A major advantage of EVs over cell-based therapies is their amenability to specialized and scaled-up production. Several platforms are being developed for scaled-immunoprecipitation (IP) production and purification of EVs^125,126. Recently described methods even allow for rapid, automated harvest and surface modification of EVs on a microfluidic device¹²⁷. For internal cargo modification, several methods have been established, including sonication, electroporation, and passive diffusion¹²⁸. Furthermore, EVs are better suited to long term storage than cells, experiencing limited loss of function^129,130. Cytokine release syndrome (CRS), however, remains a safety concern for the use of EVs in cancer immunotherapy.

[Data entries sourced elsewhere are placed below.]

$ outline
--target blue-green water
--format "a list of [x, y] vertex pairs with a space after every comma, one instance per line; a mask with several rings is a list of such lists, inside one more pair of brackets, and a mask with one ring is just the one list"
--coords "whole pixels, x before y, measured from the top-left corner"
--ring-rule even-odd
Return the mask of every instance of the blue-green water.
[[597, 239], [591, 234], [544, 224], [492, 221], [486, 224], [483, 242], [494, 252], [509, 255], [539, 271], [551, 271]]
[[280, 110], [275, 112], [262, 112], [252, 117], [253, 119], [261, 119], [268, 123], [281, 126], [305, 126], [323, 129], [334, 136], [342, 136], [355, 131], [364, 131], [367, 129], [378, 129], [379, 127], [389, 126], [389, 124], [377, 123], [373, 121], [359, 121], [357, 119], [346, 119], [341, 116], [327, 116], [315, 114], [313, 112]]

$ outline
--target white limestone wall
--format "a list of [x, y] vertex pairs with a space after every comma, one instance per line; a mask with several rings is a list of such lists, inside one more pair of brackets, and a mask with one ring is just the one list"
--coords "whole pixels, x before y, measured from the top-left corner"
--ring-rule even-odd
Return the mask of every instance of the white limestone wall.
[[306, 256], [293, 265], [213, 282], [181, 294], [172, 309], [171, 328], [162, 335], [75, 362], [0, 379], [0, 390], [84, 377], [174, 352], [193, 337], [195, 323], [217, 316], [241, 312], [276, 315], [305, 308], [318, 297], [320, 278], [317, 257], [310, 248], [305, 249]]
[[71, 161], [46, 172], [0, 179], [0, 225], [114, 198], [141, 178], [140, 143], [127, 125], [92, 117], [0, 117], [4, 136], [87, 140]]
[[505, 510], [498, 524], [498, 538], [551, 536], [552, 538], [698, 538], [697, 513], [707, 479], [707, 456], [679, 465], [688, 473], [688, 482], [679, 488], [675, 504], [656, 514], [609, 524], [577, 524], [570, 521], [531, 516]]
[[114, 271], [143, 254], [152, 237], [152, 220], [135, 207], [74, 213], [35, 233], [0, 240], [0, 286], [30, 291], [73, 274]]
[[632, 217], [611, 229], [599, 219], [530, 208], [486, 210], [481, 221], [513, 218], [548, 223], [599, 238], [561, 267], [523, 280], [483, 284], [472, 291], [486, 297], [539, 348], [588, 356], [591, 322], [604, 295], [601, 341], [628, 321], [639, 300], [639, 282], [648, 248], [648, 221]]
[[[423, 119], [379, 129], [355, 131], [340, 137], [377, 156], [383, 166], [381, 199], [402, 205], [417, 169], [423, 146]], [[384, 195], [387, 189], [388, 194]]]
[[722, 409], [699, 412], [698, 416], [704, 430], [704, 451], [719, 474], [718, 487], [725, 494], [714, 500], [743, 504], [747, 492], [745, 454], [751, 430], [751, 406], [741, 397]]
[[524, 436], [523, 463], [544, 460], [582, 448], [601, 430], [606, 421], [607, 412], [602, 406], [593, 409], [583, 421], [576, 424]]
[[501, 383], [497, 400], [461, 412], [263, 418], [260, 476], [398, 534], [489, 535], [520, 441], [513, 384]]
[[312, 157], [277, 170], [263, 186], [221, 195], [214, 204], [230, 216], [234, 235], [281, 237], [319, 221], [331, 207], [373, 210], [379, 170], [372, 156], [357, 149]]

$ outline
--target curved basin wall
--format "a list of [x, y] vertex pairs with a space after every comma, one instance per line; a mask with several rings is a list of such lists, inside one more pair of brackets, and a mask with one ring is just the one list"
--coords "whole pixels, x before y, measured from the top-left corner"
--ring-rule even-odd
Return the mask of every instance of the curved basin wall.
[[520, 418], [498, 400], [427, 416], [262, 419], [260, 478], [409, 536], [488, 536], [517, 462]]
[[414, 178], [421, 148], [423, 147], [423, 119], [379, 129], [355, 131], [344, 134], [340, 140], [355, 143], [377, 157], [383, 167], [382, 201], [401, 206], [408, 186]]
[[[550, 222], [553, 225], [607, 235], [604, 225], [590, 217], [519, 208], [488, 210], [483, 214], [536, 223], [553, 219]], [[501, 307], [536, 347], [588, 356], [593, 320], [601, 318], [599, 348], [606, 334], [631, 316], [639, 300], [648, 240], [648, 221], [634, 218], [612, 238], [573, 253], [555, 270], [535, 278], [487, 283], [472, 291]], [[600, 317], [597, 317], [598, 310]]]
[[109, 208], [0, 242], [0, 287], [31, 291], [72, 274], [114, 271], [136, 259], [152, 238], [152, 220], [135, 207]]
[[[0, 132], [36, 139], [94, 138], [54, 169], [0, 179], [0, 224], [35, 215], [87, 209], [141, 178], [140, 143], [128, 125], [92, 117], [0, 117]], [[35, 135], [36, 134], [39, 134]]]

CRS is a potentially fatal reaction to immunotherapies that target T cells¹³¹. While it has not been investigated or observed in EV therapies, CRS should be taken into account during the development of EV-based cancer immunotherapies.

The presence of TAAs on cancer EVs makes DCs a major target for cancer EV-based immunotherapy^132–138. Treatment with EVs from colorectal carcinoma, glioblastoma, myeloid leukemia, renal carcinoma, melanoma, tongue carcinoma, and lung cancer has demonstrated increased T cell activation, proliferation, tumor infiltration, and tumor cytotoxicity with simultaneous decrease in immunosuppression and tumor growth^132–139. Proposed treatments collect, modify, and return tumor EVs to improve in vivo targeting of DCs and enhance the immune response^{132,134–138,140}. Melanoma EVs have been engineered to present immunostimulatory CpG-DNA for preferential uptake by DCs^136,140. Upregulation of IL-12¹³⁵ or the addition of miR-155¹³², pH-sensitive fusogenic GALA peptide¹³⁷, or DAMPs¹³⁸ to cancer EVs enhances antigen presentation and immune activation by DCs. Myeloid leukemia EVs have also been used to condition DCs ex vivo prior to DC vaccination to improve efficacy of treatment¹³⁴ (Fig. 4).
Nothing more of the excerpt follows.